I want to put MDF baseboard on the "inside" of a curved wall. Radius is about 8 or 9 foot. Can I do it without the stuff breaking? Any tips / tricks? Score the back? Wet it like drywall? I do not want to use the pricey rubber molding.


----------



## Nestor_Kelebay

Joe:

You can't wet MDF without it swelling up and getting soft, just like a quality breakfast cereal.

Cutting a thousand notches in the back of it to make it bendable is one option, but it'll take you forever.

Really, about the best option would be to use cheap vinyl baseboard molding here.  Johnsonite, Roppe and Bengard make it in a wide variety of colours to match your existing MDF baseboard.


----------



## joe cool

Apparently this is MDF. Is there a special technique to bending it?


----------



## handyguys

Joe - its cheap enough to just try it and see. If you need some extra pulling power use what are called 'trim head screws' and not nails and make sure you hit a stud with them.

My guess is that a 9' radius is doable. would only cost you a few bucks and a little time to try it. Worst case it doesn't work. 

I agree that wetting it would just cause it to fall apart. Cutting kerfs would cause it to look like garbage and probably lead to breakage. 

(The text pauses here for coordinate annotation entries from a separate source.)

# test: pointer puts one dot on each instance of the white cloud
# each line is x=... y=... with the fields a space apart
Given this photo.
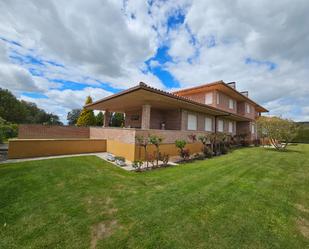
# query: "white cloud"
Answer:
x=110 y=41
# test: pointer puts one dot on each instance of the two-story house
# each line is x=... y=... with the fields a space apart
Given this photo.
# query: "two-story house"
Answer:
x=216 y=107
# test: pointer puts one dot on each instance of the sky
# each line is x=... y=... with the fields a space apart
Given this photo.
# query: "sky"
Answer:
x=55 y=53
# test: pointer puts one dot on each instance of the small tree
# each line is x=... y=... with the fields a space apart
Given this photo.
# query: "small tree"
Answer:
x=205 y=140
x=73 y=115
x=143 y=142
x=156 y=141
x=117 y=119
x=279 y=131
x=184 y=153
x=86 y=117
x=99 y=119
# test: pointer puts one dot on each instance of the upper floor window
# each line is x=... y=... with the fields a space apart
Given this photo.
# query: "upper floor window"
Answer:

Painters caulk when you get it up if you have slight gaps. Don't use silicone or general purpose caulk. Get "painters caulk".


----------



## Nestor_Kelebay

Joe:

Here's a company offering to make paintable moldings out of a flexible plastic that can be bent:
Flexible molding

Here's a company in Australia that makes pre-notched MDF board for bending under the trade name "Craftform":
The Laminex Group

What scares me is that MDF is pretty weak stuff to begin with.  If you then notch it the way these Aussies are doing, it'd be a trick to even pick it up without breaking it.


----------



## joe cool

Thanks for the help. I won't get it wet and I'll avoid scoring the back unless all else fails. I suspect the Aussie stuff has some kind of flexible surface bonded to it.
My new plan is to do it over several days. Force a section into place with some kind of form. Glue and screw those few feet, then let it set overnight before proceeding. Maybe I'll get lucky and just the screws alone will hold it in place and I can go faster.


----------



## inspectorD

The sheets we use for this is only 1/4 " thick. You can buy them in 10foot sheets. You need 3 sheets thick, lots of yellow glue and start pin nailing and work the sheets down or up the wall.
All the curved stairs are done this way ...lamination. 
Good luck.


----------



## handyguys

I would NOT do small sections though. Your joints will show. My preference would be one long piece with no joints.


----------